On Behalf of | Nov 15, 2020 | Seaman Status

There is continuing debate on what constitutes “seaman’s status” when a worker who is injured while working for a maritime employer files a claim under the Jones Act. The conflict is showing in a recent U.S. Fifth Circuit appeals case, where two different panels of judges have conflicting opinions.

Because land-based ship repairmen or welders and those who work on oil rigs and anchored vessels are not technically seafaring, there are differing opinions as lower courts decide cases involving Jones Act injury claims.

The Jones Act

The Jones Act, or the Merchant Marine’s Act of 1920, was a protectionist measure to keep American-made sea vessels operating in an era when maritime commerce was seriously crippled by wartime blockades.

This law also helps sailors by allowing them or their families to recover compensation from their employers if they have been injured, become sick on the job, or died in a work-related accident. As maritime employers are not required to provide worker’s compensation to their employees, an injured maritime worker can seek damages by filing a negligence claim against their employer under this law.

Proving that the employer or ship owner did not provide a safe working environment, or did not correct a hazardous condition, often requires the involvement of OSHA to check for safety violations. Or, in the case of vessels inspected by the U.S. Coast Guard, the employee may file a formal complaint through OSHA, which would then go to the USCG.

Seaman’s status test

While the Jones Act has given injured seamen better legal protection over the past century, defining who qualifies as a seaman has created many legal challenges.

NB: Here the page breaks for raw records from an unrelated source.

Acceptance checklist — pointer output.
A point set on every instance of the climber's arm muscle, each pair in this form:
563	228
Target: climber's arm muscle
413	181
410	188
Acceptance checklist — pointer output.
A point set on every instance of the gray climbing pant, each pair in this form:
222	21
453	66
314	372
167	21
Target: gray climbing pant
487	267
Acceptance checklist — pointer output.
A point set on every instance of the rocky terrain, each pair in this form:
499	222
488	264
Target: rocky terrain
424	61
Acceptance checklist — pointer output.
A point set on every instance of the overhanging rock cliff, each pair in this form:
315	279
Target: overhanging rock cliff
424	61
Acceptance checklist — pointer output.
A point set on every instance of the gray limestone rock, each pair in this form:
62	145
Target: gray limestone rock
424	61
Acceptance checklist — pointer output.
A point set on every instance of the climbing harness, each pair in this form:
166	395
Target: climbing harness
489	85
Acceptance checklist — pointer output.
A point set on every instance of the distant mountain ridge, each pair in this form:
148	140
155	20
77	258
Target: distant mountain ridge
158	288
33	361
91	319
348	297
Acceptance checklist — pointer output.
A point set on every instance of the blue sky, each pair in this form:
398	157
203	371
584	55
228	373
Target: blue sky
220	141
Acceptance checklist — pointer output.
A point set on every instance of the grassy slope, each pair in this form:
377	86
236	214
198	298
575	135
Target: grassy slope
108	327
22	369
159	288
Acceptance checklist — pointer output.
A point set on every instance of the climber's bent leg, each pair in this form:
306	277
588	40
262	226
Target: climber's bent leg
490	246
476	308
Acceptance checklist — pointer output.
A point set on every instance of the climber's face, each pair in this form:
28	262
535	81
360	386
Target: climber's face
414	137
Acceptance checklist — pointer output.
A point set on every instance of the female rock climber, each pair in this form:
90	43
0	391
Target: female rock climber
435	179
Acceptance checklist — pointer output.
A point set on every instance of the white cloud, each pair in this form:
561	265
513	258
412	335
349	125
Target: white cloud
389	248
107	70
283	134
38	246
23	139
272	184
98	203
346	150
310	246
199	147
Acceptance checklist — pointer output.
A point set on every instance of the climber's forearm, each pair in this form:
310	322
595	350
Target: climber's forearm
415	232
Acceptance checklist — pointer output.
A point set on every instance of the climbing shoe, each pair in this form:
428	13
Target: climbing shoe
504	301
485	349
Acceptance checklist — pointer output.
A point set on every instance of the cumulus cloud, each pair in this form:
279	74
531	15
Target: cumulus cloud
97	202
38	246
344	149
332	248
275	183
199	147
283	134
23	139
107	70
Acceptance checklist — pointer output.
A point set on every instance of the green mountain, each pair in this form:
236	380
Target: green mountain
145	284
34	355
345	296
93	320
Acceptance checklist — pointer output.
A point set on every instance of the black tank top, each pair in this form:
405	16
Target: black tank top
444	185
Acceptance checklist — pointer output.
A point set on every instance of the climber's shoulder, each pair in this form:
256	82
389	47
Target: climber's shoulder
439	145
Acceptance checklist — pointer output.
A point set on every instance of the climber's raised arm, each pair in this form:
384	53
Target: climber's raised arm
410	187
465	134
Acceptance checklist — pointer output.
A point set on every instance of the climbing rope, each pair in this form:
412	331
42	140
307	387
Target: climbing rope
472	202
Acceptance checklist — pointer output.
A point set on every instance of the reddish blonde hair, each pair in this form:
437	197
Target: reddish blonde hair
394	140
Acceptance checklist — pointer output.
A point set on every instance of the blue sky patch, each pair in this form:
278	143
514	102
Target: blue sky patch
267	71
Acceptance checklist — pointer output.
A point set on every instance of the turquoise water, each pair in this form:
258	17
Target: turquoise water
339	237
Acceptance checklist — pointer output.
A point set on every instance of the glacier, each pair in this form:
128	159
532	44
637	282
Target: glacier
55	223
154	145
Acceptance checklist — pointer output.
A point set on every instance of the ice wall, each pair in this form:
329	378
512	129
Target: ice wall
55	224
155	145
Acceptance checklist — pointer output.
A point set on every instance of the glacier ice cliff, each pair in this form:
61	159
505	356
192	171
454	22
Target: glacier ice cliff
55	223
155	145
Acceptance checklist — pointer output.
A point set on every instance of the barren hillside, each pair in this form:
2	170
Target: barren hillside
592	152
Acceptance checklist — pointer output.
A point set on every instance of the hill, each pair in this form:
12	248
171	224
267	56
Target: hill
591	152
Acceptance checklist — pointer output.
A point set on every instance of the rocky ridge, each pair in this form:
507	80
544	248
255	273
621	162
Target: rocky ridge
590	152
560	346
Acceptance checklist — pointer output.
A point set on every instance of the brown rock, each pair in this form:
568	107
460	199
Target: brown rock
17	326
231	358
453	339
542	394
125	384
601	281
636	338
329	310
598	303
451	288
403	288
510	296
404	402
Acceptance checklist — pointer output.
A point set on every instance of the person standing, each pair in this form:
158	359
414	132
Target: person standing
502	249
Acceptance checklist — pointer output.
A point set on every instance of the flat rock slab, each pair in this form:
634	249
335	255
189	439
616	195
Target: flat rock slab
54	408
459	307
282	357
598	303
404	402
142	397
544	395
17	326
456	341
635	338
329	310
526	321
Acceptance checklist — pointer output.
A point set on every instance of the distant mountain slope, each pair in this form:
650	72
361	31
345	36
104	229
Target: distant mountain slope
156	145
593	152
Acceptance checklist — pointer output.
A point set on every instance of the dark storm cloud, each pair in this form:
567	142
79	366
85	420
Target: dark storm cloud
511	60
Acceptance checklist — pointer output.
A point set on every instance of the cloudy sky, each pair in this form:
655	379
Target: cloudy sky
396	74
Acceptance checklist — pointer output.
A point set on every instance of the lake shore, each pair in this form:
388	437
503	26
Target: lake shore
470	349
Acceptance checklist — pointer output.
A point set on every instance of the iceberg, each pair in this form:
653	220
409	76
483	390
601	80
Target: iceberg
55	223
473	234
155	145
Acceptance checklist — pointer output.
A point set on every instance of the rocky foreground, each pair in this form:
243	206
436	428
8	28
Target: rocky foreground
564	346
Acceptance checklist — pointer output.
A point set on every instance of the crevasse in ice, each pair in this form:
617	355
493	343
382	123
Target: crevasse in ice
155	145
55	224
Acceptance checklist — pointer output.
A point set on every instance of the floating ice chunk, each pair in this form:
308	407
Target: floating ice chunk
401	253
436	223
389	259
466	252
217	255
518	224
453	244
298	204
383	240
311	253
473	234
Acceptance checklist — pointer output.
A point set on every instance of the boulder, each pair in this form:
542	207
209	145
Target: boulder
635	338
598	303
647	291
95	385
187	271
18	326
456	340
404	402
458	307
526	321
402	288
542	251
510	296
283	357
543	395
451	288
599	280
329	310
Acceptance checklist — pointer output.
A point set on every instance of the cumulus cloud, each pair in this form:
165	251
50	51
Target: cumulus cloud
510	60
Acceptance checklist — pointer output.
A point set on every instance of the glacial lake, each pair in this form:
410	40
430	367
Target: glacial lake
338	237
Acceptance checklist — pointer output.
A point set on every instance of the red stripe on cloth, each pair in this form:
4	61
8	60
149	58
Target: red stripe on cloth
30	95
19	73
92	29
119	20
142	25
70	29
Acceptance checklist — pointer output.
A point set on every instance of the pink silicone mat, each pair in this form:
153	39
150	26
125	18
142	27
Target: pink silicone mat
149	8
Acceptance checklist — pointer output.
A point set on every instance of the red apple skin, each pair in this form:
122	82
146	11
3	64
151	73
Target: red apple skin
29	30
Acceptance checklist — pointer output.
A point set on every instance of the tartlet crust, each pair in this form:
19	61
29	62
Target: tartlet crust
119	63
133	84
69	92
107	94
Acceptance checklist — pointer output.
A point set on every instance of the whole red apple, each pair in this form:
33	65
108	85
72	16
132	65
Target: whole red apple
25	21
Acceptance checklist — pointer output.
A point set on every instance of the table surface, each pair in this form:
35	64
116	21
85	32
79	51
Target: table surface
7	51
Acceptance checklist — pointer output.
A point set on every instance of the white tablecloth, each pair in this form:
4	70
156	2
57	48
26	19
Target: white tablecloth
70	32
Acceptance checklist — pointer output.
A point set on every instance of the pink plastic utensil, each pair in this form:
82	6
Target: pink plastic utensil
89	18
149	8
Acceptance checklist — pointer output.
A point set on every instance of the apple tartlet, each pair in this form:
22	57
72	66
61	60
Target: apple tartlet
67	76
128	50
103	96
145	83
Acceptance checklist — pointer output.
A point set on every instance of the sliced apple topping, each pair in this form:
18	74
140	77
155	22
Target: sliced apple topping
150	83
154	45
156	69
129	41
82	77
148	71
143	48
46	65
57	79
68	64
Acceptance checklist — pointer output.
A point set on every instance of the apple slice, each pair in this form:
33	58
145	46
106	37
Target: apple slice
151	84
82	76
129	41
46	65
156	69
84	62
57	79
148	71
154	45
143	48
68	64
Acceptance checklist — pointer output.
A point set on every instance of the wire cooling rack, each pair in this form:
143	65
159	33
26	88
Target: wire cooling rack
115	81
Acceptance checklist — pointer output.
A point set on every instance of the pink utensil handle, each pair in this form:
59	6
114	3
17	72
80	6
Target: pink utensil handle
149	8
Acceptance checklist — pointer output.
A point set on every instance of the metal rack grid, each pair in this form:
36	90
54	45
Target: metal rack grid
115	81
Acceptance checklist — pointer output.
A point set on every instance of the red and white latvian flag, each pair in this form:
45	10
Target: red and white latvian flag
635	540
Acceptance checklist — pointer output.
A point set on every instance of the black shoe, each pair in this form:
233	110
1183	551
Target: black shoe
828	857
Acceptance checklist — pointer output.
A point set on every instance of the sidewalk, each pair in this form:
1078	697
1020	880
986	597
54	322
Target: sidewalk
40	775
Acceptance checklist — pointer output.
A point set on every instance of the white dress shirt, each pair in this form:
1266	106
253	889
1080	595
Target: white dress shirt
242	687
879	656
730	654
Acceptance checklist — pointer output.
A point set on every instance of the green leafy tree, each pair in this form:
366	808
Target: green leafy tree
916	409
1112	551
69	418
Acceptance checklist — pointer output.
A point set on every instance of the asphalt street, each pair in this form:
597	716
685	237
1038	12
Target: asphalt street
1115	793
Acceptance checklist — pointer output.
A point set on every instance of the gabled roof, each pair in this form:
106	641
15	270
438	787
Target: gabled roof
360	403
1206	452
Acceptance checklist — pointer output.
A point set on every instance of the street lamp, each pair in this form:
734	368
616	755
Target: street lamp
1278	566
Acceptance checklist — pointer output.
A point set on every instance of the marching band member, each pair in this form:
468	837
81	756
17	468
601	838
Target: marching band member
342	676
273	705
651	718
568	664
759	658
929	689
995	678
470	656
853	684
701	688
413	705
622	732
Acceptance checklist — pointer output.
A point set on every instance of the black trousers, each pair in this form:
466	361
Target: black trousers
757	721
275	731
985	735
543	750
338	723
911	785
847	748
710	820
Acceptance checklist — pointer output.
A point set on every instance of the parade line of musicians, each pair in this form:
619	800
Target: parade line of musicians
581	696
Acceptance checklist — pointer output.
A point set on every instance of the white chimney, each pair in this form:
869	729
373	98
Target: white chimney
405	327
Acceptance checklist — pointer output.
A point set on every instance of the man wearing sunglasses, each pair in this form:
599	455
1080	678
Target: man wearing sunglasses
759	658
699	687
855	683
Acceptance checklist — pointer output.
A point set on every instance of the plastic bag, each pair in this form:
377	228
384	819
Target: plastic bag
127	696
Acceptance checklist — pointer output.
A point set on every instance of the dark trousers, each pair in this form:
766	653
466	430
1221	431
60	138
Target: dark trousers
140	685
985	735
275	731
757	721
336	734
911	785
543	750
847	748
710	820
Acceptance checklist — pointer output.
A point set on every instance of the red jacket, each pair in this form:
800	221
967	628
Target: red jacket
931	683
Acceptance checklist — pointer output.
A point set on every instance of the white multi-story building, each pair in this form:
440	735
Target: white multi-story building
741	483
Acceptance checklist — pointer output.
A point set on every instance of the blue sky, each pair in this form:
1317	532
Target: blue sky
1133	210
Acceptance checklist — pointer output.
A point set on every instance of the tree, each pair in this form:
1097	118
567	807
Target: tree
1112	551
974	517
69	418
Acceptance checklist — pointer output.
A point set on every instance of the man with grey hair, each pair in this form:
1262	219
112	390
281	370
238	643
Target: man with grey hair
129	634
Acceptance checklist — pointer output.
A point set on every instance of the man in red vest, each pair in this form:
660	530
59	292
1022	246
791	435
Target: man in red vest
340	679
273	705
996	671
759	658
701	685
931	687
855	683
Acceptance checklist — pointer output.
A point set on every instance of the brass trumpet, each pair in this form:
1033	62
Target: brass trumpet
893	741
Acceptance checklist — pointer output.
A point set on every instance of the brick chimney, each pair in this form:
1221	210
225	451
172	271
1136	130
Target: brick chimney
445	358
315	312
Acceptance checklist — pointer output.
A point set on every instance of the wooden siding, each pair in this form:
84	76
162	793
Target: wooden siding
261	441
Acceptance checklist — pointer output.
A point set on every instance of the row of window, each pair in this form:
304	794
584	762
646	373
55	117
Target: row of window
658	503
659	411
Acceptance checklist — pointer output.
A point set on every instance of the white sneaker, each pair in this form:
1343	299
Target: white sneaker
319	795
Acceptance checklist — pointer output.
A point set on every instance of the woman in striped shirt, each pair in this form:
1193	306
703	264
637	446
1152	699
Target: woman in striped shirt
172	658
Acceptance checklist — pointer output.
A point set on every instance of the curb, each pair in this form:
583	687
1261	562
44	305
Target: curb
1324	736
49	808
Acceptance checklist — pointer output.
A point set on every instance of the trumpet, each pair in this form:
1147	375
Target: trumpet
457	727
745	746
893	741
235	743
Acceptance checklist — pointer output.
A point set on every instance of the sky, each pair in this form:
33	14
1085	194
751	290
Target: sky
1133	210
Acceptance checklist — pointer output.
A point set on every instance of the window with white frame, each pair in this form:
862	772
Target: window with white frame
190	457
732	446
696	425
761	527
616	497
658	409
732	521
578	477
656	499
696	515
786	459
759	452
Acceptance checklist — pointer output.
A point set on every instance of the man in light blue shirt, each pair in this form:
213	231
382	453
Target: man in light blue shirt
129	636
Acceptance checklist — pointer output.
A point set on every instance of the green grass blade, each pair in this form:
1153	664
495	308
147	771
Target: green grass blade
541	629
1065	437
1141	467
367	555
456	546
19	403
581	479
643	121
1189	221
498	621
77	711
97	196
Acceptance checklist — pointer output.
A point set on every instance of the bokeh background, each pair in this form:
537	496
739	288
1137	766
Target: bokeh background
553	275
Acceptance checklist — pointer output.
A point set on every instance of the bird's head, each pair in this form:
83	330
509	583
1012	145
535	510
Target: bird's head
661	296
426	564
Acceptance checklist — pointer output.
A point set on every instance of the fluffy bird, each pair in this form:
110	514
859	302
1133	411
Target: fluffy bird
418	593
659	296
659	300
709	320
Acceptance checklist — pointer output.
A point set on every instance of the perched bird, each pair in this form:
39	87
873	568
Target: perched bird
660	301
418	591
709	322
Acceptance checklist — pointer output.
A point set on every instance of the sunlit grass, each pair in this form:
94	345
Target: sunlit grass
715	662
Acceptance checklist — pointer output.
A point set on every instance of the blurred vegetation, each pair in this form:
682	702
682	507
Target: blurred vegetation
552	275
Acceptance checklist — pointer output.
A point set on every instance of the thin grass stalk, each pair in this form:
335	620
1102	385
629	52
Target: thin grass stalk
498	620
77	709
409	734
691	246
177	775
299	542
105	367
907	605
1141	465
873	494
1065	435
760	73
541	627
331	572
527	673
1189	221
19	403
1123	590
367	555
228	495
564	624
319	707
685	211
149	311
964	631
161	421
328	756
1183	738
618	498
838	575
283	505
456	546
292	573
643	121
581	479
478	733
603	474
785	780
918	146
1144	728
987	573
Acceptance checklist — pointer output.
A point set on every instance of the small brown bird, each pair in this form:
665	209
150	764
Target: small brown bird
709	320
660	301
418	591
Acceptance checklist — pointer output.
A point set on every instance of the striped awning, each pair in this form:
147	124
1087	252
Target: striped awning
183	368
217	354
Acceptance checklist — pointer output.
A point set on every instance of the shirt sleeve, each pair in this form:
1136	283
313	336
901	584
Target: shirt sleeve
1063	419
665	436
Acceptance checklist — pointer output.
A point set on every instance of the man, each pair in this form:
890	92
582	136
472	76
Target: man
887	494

The U.S. Supreme Court only weighed in relatively recently, in 1991 and 1995. The Court coalesced their opinion of the employment-related connection to seaman status as a two-pronged test:

  • The employee must have a connection to the vessel that is substantial in nature and duration, and his work must contribute to the ship’s function or mission
  • A worker who spends less than 30% of his time working for that vessel cannot qualify as a seaman

Lower court decisions in many states show conflicting results that are being closely monitored to determine how seaman’s status is applied in Jones Act cases across the country.